Timing the Evolution of Phosphorus-Cycling Enzymes Through Geological Time

Abstract

SUMMARY PARAGRAPHPhosphorus plays a crucial role in controlling biological productivity, but geological estimates of phosphate concentrations in the Precambrian ocean, during life’s origin and early evolution, vary over several orders of magnitude1-10. While reduced phosphorus species may have served as alternative substrates to phosphate11, their bioavailability on the early Earth remains unknown. Here, we reconstruct the phylogenomic record of life on Earth and find that phosphate transporting genes (pnas) evolved in the mid-Archean (ca. 3.2 Ga) and are consistent with phosphate concentrations above modern levels (>3 μM).
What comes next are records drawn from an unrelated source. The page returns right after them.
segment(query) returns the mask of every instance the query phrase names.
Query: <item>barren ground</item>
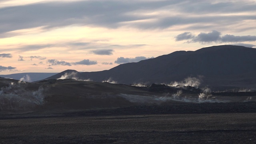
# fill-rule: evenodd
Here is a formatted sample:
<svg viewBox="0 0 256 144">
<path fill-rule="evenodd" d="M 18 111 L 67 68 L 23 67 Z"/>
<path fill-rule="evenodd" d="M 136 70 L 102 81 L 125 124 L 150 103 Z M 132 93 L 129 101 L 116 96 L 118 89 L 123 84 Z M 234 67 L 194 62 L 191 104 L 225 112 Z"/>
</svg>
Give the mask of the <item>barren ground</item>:
<svg viewBox="0 0 256 144">
<path fill-rule="evenodd" d="M 0 143 L 255 143 L 255 103 L 228 104 L 2 114 Z"/>
</svg>

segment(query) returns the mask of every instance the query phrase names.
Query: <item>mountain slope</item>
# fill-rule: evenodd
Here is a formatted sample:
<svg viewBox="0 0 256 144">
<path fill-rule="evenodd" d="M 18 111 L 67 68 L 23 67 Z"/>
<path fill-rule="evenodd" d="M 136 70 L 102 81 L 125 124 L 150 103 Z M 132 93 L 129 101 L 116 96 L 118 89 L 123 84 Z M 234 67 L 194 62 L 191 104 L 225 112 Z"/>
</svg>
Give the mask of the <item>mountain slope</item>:
<svg viewBox="0 0 256 144">
<path fill-rule="evenodd" d="M 98 82 L 111 78 L 121 84 L 151 84 L 201 76 L 204 85 L 253 87 L 256 86 L 255 56 L 256 49 L 253 48 L 214 46 L 195 51 L 175 52 L 108 70 L 81 72 L 77 76 Z"/>
</svg>

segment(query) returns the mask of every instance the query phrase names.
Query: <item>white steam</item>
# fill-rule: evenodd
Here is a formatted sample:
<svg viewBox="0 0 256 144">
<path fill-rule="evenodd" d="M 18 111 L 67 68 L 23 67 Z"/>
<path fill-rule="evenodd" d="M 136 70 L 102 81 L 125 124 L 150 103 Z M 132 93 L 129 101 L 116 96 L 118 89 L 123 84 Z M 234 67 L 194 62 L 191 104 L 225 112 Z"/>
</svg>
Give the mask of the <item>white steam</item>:
<svg viewBox="0 0 256 144">
<path fill-rule="evenodd" d="M 112 84 L 117 84 L 117 82 L 113 80 L 111 78 L 109 78 L 108 80 L 105 80 L 102 81 L 102 82 L 107 82 Z"/>
<path fill-rule="evenodd" d="M 170 86 L 191 86 L 198 88 L 201 84 L 201 80 L 196 78 L 188 77 L 185 78 L 183 81 L 181 82 L 171 82 L 167 85 Z"/>
<path fill-rule="evenodd" d="M 30 77 L 28 74 L 26 74 L 26 76 L 20 78 L 18 82 L 20 83 L 21 82 L 31 82 L 31 79 L 30 79 Z"/>
<path fill-rule="evenodd" d="M 36 91 L 26 90 L 26 83 L 11 83 L 0 90 L 0 111 L 31 109 L 44 104 L 45 89 L 42 86 Z"/>
<path fill-rule="evenodd" d="M 66 72 L 64 75 L 61 76 L 60 78 L 58 78 L 57 79 L 64 80 L 66 79 L 77 80 L 78 78 L 77 77 L 77 73 L 75 72 L 72 72 L 70 73 Z"/>
<path fill-rule="evenodd" d="M 200 93 L 198 95 L 198 100 L 199 101 L 203 101 L 209 100 L 212 98 L 212 91 L 211 89 L 208 88 L 205 88 L 203 89 L 203 92 Z"/>
<path fill-rule="evenodd" d="M 133 84 L 130 85 L 132 86 L 135 86 L 138 87 L 147 87 L 148 86 L 143 84 Z"/>
</svg>

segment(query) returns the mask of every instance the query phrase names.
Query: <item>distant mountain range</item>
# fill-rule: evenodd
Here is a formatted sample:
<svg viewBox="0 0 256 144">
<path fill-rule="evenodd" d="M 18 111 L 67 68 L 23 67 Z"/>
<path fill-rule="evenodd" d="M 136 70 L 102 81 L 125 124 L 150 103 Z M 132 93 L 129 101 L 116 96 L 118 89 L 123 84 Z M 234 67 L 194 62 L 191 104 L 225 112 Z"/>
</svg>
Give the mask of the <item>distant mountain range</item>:
<svg viewBox="0 0 256 144">
<path fill-rule="evenodd" d="M 26 72 L 11 74 L 0 75 L 0 77 L 17 80 L 19 80 L 21 78 L 23 78 L 25 81 L 31 82 L 42 80 L 57 74 L 58 74 L 58 73 Z"/>
<path fill-rule="evenodd" d="M 256 49 L 222 45 L 195 51 L 176 51 L 138 62 L 120 64 L 109 70 L 79 72 L 68 70 L 46 79 L 62 76 L 62 79 L 127 84 L 185 83 L 188 82 L 184 80 L 186 78 L 195 77 L 194 80 L 200 81 L 201 86 L 255 88 Z"/>
</svg>

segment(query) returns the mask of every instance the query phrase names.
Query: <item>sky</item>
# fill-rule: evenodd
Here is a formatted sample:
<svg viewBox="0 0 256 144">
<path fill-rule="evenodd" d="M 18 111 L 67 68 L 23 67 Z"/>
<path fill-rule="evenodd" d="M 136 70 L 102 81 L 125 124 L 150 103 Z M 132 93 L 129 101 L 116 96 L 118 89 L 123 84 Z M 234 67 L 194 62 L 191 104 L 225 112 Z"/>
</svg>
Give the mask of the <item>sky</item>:
<svg viewBox="0 0 256 144">
<path fill-rule="evenodd" d="M 0 74 L 108 70 L 178 50 L 256 48 L 256 0 L 0 0 Z"/>
</svg>

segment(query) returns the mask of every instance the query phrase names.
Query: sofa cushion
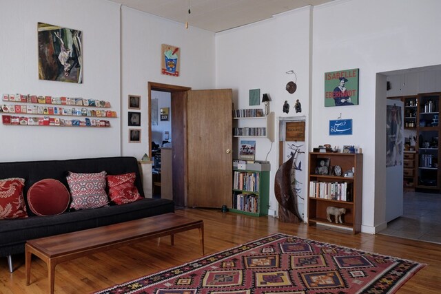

The first gene optimized for low phosphate levels (pstS; <1 μM) appeared around 2.9 Ga. Most enzymatic pathways for metabolising reduced phosphorus emerged and expanded across the tree of life in the Neoarchean to Paleoproterozoic (ca. 2.6 to 1.8 Ga). This includes phosphonate-catabolising CP-lyases, phosphite-oxidising pathways and hypophosphite-oxidising pathways. CP-lyases are particularly abundant in dissolved phosphate concentrations below 0.1 μM. Our results thus indicate declining phosphate levels through the Archean, possibly linked to increasing deposition of phosphate-scavenging iron oxides, which may have limited productivity. However, reduced phosphorus species did not become widely used until after the Paleoproterozoic Great Oxidation Event (2.3 Ga), possibly linked to an expansion of the biosphere at that time.